Posters

Presenting Author

Elyssa Ruvio

Presenting Author Academic/Professional Position

Undergraduate

Academic Level (Author 1)

Undergraduate

Discipline/Specialty (Author 1)

Population Health and Biostatistics

Academic Level (Author 2)

Other

Academic Level (Author 3)

Other

Academic Level (Author 4)

Faculty

Discipline/Specialty (Author 4)

Population Health and Biostatistics

Academic Level (Author 5)

Faculty

Discipline/Specialty (Author 5)

Population Health and Biostatistics

Presentation Type

Poster

Discipline Track

Community/Public Health

Abstract Type

Research/Clinical

Abstract

Background: Heat stress in humans can lead to heat-related illness and disproportionately impacts low resource communities who are more likely to experience risk factors for heat exposure. For instance, the heat and health index, a national tool, ranks the South TexasMexico border region as being at high risk for heat related adverse health outcomes. Extreme heat events are described as periods of high heat and humidity with temperatures above 90 degrees for at least two days. Understanding who is experiencing heat stress and to what extent, is important when planning and designing interventions aimed at preventing negative heat related health outcomes in low resource communities.

Methods: A cross-sectional study using the modified Subjective Heat Stress Survey (SHS) was conducted (n=296). The SHS measures individual, social, and urban built factors to assess heat stress across conditions of daily life using a 5-level Likert Scale (not at all to very strong). In July 2019, community members living in Hidalgo County that attended an emergency preparedness exercise seeking free health services were invited to participate in the survey.
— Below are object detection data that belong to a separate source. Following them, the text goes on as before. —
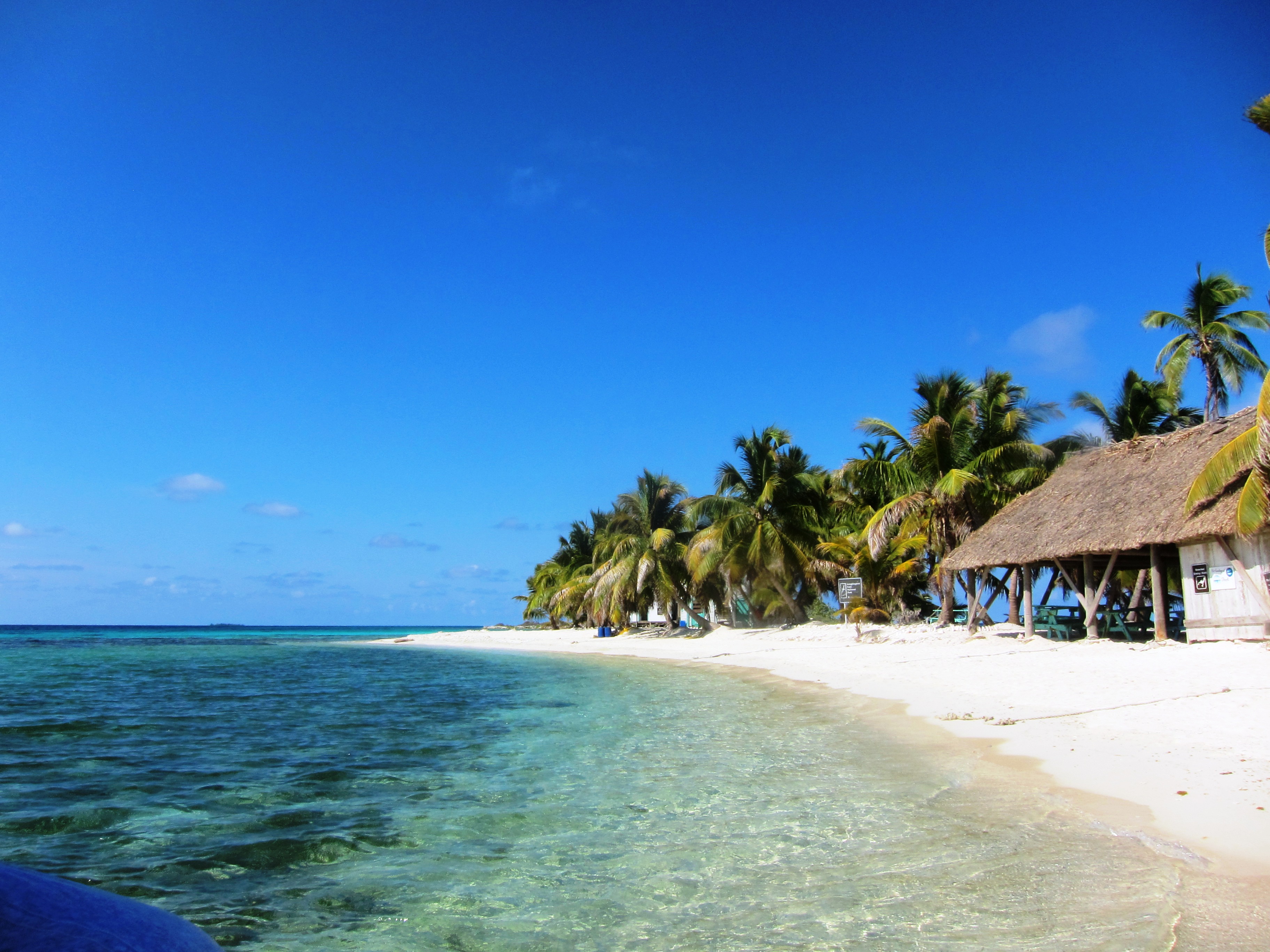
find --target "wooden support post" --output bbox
[1125,569,1147,622]
[965,569,988,635]
[1019,562,1036,638]
[1040,569,1059,605]
[1151,545,1168,641]
[1081,552,1099,641]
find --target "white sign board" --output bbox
[1208,565,1239,592]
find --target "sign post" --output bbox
[838,579,865,625]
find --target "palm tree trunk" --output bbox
[1200,354,1223,423]
[674,586,714,631]
[940,566,956,626]
[767,575,806,623]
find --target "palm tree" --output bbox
[1142,264,1270,421]
[817,531,930,614]
[1186,377,1270,536]
[514,511,612,628]
[1243,95,1270,132]
[688,427,829,622]
[1072,370,1203,443]
[859,370,1057,625]
[590,470,710,631]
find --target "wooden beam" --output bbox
[1093,552,1120,608]
[1019,562,1031,638]
[962,569,988,635]
[1040,571,1058,605]
[1151,543,1168,641]
[1127,569,1149,622]
[1054,558,1088,614]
Surveys collected data on sociodemographic, health environmental and neighborhood factors and included the SHS. Descriptive statistics were estimated for all factors measured and chi-square and Spearman’s correlation coefficients (p<0.05) were used to measure the unadjusted associations between heat stress and each factor. SAS 9.4 was used to perform all analyses.
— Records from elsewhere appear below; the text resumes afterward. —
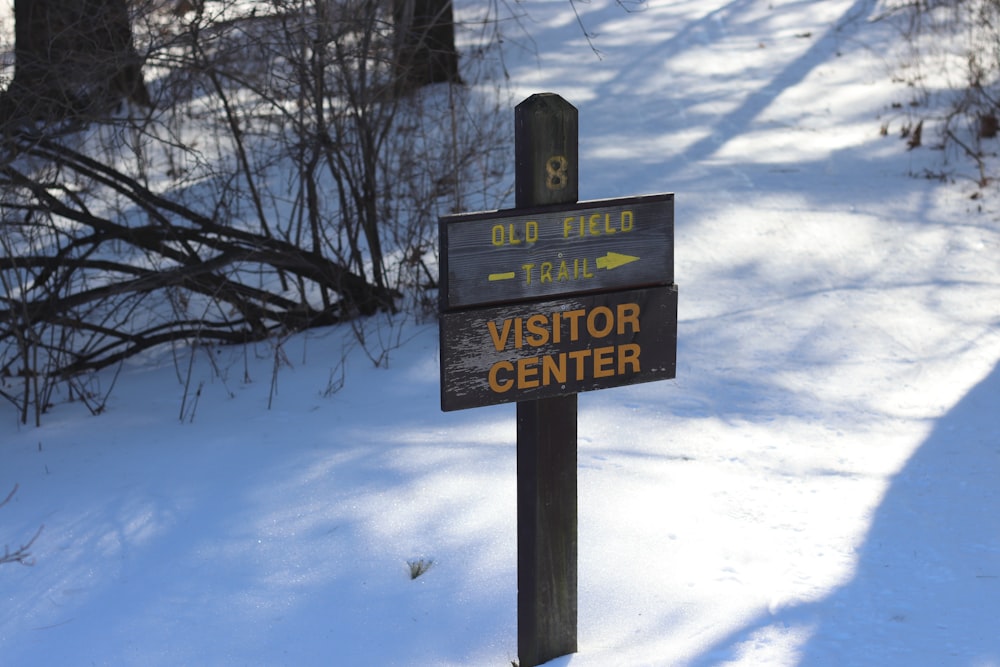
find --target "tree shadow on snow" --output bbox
[691,363,1000,667]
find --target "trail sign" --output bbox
[440,194,674,309]
[439,93,677,667]
[441,285,677,411]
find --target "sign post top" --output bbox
[514,93,580,208]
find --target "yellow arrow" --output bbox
[597,251,639,271]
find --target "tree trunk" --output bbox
[0,0,149,123]
[392,0,462,90]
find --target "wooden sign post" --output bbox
[439,93,677,667]
[514,94,579,667]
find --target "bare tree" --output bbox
[0,0,149,123]
[0,484,43,565]
[0,0,505,423]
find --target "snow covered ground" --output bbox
[0,0,1000,667]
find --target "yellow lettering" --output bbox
[524,220,538,243]
[542,352,566,386]
[618,343,642,375]
[517,357,538,389]
[618,303,639,336]
[508,222,521,245]
[587,213,601,236]
[563,308,587,341]
[556,259,569,282]
[587,306,615,338]
[594,345,615,378]
[525,313,549,347]
[569,350,590,381]
[489,362,514,394]
[486,320,510,352]
[538,262,552,283]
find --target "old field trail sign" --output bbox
[439,93,677,667]
[441,195,677,410]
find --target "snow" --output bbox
[0,0,1000,667]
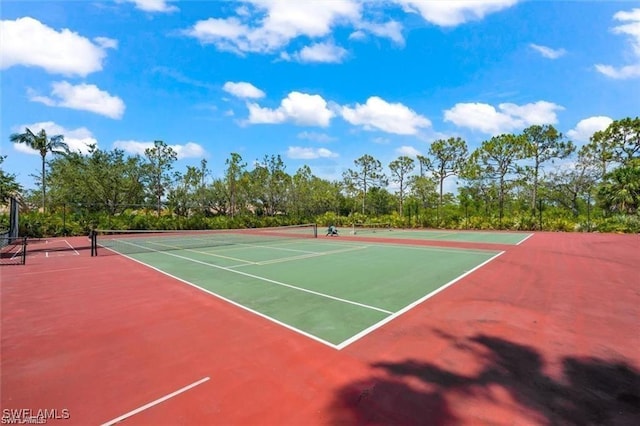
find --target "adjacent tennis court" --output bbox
[91,226,500,348]
[344,224,533,245]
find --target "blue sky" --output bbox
[0,0,640,193]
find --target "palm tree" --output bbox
[9,128,69,212]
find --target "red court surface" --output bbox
[0,233,640,425]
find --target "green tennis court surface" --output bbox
[350,226,531,245]
[100,233,498,348]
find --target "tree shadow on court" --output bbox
[331,333,640,426]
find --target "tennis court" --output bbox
[92,226,501,349]
[345,224,533,245]
[0,227,640,425]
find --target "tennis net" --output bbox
[91,223,318,256]
[351,223,391,235]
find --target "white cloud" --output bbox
[127,0,178,13]
[287,146,338,160]
[12,121,98,155]
[529,43,567,59]
[185,0,362,53]
[247,92,335,127]
[444,101,564,135]
[358,21,404,45]
[171,142,205,159]
[393,0,518,27]
[396,145,420,158]
[222,81,264,99]
[341,96,431,135]
[567,116,613,143]
[113,140,206,160]
[595,9,640,80]
[0,17,117,77]
[596,64,640,80]
[288,42,347,63]
[29,81,125,119]
[298,132,336,143]
[93,37,118,49]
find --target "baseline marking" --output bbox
[105,247,338,350]
[516,234,533,246]
[336,251,504,349]
[227,246,368,268]
[101,377,209,426]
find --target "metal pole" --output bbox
[538,199,542,231]
[587,192,591,232]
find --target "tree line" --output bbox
[0,117,640,234]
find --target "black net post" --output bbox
[21,237,27,265]
[89,229,98,257]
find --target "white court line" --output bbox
[516,234,534,246]
[150,241,256,265]
[232,246,367,268]
[101,377,209,426]
[118,242,393,314]
[20,266,90,275]
[103,247,338,349]
[64,240,80,256]
[337,251,504,349]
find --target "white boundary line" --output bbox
[103,247,338,349]
[101,377,209,426]
[97,240,502,350]
[336,251,504,349]
[118,243,393,314]
[516,234,534,246]
[227,246,368,268]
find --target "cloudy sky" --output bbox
[0,0,640,187]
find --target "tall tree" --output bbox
[9,128,69,211]
[342,154,387,214]
[602,117,640,164]
[578,130,615,179]
[167,162,206,217]
[47,147,144,215]
[523,125,575,210]
[144,141,178,216]
[224,152,247,217]
[471,134,526,223]
[424,138,468,220]
[541,156,597,217]
[598,160,640,214]
[389,155,415,216]
[0,155,22,204]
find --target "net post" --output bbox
[21,237,27,265]
[89,229,98,257]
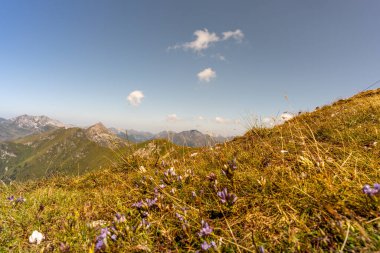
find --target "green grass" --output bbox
[0,90,380,252]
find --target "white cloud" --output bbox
[168,28,244,53]
[197,68,216,82]
[182,29,220,53]
[166,113,179,122]
[280,112,294,121]
[223,29,244,42]
[211,53,226,61]
[127,90,144,106]
[215,117,230,124]
[215,116,241,125]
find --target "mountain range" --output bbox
[109,128,232,147]
[0,123,129,182]
[0,115,227,182]
[0,115,68,141]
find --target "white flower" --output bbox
[29,230,45,244]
Results: Most survey respondents were female (78%), 18-39 years of age (52%), reported an annual household income less than $10,000 (57%) and reported somewhat strong/very strong heat stress in general (52%), at home (29%) and at work (30%). Respondents frequently reported experiencing heat stress during leisure activities (n=118), when outside (n=128), in their neighborhood (n=130) and at their city center (n=118). Positive linear associations were observed between heat stress in general (r=0.31) and at home (r=0.34) with the number of selfreported comorbid chronic health conditions. Younger ages were more likely to report somewhat strong/very strong heat stress at home (p-value=0.0543) and at work (p-value= 0.0251). Those 18-29 years (29%) and 30-39 years (24%) reported somewhat strong/very strong heat stress more frequently at work when compared to older ages. An increasing number of neighborhood concerns (e.g. loud noise, litter, not safe to walk alone) was also found to be associated with experiencing somewhat strong/very strong heat stress in general (p-value = 0.0215). Seventysix percent of respondents reporting more than 10 neighborhood safety concerns reported experiencing somewhat strong/very strong heat stress in general.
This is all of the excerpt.